Después de los tres meses de verano que duran las vacaciones llegó un lunes cualquiera, era el primer día de clases en el colegio parroquial mixto de la ciudad de Talara, como era costumbre mia llegué algo tarde para evitar la tediosa y aburrida ceremonia de inauguración del año escolar de mi ex colegio. Llegué entonces justo para cuando los alumnos estaban entrando ya en las aulas.

Yo me encontraba algo nervioso por el cambio de horario, ya no estudiaría de tarde sino muy temprano en la mañana, el cambio de materias y por el cambio de profesores -ahora mucho más estrictos y exigentes-. Pero nada, todo trascurrió de lo más normal y nada fue como me lo habían pintado muchas veces los alumnos mayoresl, entre ellos algunos primos. De presentación en presentación se pasó gran parte de la mañana hasta que llegó la hora del refrigerio.

Me encontraba ya en el segundo plantel, en aquel lugar donde nos llevaba el profesor de Educación física a realizar los distntos ejercicios, o simplemente a jugar con mis compañeros de primaria. Una alta y amplia plataforma de concreto, con dos aros para encestar en un partido de Basteckball, así como también arcos para fútbol, uno que otro algarrobo y mucho terreno para corretear de un lado a otro y demostrar quién era el más veloz de todos. Ahora ya no llegaría sólo a hacer deporte por media hora, sino que pasaría buenas horas de mi vida oyendo clases de lengua, matemáticas, religión entre otras asignaturas.

Ahora que usaría ya la corbata en mi uniforme, ganaría mayores responsabilidades y tendría la oportunidad de conocer nuevas gentes. Como el haber conocido a Giancarlo, mi mejor amigo del colegio. Él es tan distinto a mí, pero qué bien que congeniamos.

Ahora que ha pasado una década de haber dejado las aulas, seguimos siendo amigos. Y como dije antes no conversamos tan a menudo, pero de cuando en vez uno que otro correo electrónico o un mensaje por celular. Un saludo por Navidad, Fiestas Patrias o cumpleaños -aunque este año no recibí su saludo-.
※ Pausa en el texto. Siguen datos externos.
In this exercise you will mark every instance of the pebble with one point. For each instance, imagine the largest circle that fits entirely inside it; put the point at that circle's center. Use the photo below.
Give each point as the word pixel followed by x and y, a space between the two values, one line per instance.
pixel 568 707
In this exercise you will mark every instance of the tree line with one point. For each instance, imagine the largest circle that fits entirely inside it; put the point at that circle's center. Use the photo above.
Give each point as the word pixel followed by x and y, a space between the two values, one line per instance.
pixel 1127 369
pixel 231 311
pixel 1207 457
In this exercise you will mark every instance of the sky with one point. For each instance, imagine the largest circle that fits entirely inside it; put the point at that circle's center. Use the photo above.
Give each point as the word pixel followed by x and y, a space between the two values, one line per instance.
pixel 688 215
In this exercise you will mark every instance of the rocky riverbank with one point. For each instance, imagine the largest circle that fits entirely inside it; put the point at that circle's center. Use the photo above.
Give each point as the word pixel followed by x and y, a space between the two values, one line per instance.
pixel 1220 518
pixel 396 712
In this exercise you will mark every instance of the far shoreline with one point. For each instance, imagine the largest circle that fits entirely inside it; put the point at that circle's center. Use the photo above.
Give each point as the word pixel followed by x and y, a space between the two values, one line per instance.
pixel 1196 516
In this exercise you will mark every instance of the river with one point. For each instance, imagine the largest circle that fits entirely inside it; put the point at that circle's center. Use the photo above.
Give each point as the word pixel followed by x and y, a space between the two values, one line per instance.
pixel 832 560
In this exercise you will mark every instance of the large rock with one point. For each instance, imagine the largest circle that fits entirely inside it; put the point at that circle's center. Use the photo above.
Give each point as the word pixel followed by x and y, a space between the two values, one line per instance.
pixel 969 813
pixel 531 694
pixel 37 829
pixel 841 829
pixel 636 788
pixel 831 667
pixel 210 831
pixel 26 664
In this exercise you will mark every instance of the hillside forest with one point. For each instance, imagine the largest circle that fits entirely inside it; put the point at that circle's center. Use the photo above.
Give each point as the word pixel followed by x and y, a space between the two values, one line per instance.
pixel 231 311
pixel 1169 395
Hace dos días cumplió años y lo celebró junto a dos compañeros también del cole, su mamá y su novia en Huanchaco (una playa trujillana). ¿Cómo es que me enteré de aquella celebración?  Pues visitando su perfil en el Hi5. Fue en una de las fotos que él ha colgado que leí: “En la dulce espera”. Y cómo es “normal” mi mente voló a mil kilómetros de mi y llegué a la conclusión de que sería papá.

Ayer me lo encontré por el mensajero del Hotmail y le pregunté si era cierto lo que se lee en su comentario de fotografía y me dijo que si… que estaba en la dulce espera… en la dulce espera del bus.